Art@Site unkown Wingend Lion in memory of Count Piero Foscari

unkown artist


Wingend Lion in memory of Count Piero Foscari

Campiello Gore
A sculpted engraving of a winged lion can be found on the Arsenale's main rampart on Campiello Gore, hidden from most tourists but just a stone's throw away from the main entrance of the Arsenale (one of Venice's main attractions).
The winged lion is a traditional symbol in Venice, symbolizing St. Mark the Evangelist, the city's Patron Saint ever since his remains were taken from a tomb in Alexandria (Egypt) and brought to Venice back in 828 AD.
Depictions of St. Mark's winged lion can be found everywhere in Venice: there is a one on the clock tower in the Piazza San Marco, another atop a column outside the Palazzo Ducale, and other representations everywhere throughout the city -- even including the main entrance of the Arsenale itself! This particular lion sculpture -- hidden from the view of most tourists visiting the area -- is just one of many examples.
The lion of Venice is usually depicted with its paw on an open book that contains the text"Pax tibi, Marce, Evangelista meus", which means"Peace be upon you, O Mark, my Evangelist" in Latin.
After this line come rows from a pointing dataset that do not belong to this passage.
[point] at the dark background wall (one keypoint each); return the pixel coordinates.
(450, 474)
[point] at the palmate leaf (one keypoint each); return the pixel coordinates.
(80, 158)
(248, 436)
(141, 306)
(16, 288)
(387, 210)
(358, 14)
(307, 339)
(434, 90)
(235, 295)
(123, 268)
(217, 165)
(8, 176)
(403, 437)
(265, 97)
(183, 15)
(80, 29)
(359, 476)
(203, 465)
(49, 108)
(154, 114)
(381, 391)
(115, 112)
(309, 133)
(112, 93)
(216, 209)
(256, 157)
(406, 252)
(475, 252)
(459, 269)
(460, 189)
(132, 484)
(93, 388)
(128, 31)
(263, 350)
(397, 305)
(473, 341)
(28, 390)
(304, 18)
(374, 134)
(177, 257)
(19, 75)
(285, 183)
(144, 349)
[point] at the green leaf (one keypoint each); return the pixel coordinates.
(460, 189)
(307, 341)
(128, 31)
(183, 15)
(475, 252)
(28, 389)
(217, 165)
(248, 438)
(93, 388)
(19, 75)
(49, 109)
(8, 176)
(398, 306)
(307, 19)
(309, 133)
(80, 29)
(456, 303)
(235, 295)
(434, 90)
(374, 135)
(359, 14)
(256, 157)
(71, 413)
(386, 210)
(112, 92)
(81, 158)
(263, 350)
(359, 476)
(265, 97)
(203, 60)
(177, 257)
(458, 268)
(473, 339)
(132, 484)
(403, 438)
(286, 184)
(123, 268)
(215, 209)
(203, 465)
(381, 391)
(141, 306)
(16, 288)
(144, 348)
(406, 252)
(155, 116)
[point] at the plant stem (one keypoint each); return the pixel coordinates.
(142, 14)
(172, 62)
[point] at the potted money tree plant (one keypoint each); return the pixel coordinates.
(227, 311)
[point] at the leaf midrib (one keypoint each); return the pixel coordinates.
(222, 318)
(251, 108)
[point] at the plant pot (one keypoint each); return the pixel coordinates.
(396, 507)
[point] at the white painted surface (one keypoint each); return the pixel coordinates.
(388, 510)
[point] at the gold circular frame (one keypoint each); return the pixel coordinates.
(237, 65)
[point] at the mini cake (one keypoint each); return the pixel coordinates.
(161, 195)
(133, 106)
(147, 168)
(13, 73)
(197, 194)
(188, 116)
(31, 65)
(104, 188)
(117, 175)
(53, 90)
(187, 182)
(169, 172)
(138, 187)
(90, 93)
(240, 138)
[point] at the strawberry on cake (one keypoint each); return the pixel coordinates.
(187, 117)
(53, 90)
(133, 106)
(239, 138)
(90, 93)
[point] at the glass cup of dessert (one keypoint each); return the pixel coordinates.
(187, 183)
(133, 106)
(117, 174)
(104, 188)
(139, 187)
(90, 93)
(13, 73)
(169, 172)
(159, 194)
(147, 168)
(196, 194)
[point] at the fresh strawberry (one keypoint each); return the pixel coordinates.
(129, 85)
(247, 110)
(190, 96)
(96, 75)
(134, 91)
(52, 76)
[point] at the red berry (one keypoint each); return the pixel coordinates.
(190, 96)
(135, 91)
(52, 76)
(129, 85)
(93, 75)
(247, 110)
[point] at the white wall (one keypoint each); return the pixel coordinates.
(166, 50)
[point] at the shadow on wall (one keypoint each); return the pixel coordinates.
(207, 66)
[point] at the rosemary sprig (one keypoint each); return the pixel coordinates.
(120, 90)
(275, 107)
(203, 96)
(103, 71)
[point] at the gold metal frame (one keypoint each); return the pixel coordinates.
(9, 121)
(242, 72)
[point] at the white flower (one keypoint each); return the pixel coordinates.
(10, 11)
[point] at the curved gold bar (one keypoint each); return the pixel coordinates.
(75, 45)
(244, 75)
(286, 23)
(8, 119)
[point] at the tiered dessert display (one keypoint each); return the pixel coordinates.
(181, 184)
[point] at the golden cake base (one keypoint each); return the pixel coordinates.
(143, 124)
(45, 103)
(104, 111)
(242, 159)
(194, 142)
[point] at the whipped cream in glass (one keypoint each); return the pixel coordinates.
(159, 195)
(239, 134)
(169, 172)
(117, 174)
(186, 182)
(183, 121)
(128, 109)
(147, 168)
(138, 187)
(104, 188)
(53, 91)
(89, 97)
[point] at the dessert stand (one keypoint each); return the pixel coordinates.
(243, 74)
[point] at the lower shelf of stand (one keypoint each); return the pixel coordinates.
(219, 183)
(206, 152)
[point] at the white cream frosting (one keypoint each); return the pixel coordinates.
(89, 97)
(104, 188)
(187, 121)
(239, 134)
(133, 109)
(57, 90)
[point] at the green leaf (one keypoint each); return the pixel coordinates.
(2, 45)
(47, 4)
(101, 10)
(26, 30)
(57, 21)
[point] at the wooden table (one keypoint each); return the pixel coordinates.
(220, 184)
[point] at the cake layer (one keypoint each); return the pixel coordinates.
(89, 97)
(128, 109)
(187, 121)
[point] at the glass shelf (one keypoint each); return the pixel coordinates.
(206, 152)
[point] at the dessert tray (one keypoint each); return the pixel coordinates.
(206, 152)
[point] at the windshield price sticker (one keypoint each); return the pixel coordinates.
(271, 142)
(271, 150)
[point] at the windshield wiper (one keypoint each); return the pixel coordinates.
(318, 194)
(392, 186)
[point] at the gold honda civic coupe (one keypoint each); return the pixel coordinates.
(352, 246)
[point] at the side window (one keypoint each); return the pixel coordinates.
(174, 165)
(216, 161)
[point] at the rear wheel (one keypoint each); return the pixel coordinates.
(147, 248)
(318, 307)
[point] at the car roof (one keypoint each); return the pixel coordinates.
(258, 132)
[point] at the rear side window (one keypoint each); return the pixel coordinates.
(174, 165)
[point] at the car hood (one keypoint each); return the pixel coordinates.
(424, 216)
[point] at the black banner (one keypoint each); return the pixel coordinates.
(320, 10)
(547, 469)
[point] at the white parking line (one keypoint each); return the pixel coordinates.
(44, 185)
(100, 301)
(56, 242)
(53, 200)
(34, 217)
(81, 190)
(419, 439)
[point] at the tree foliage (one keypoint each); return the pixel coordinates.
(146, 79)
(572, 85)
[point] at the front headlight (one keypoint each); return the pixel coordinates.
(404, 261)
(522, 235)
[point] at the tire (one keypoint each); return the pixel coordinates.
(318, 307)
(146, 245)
Venetian legend has it that, while visiting the region of Italy that would later become Veneto, Mark was approached by an angel, greeted with those words, and told that the Venetian lagoon would be his ultimate resting place. The actual story is most likely as described above, with the Venetians taking it upon themselves to fulfill the angel's prophecy (which they probably wrote themselves, too).
The engraving below this particular Winged Lion reads:
"In memory of Count Piero Foscari for public display. This lion was placed here in place of what was chiselled [back] in 1797 (1925)".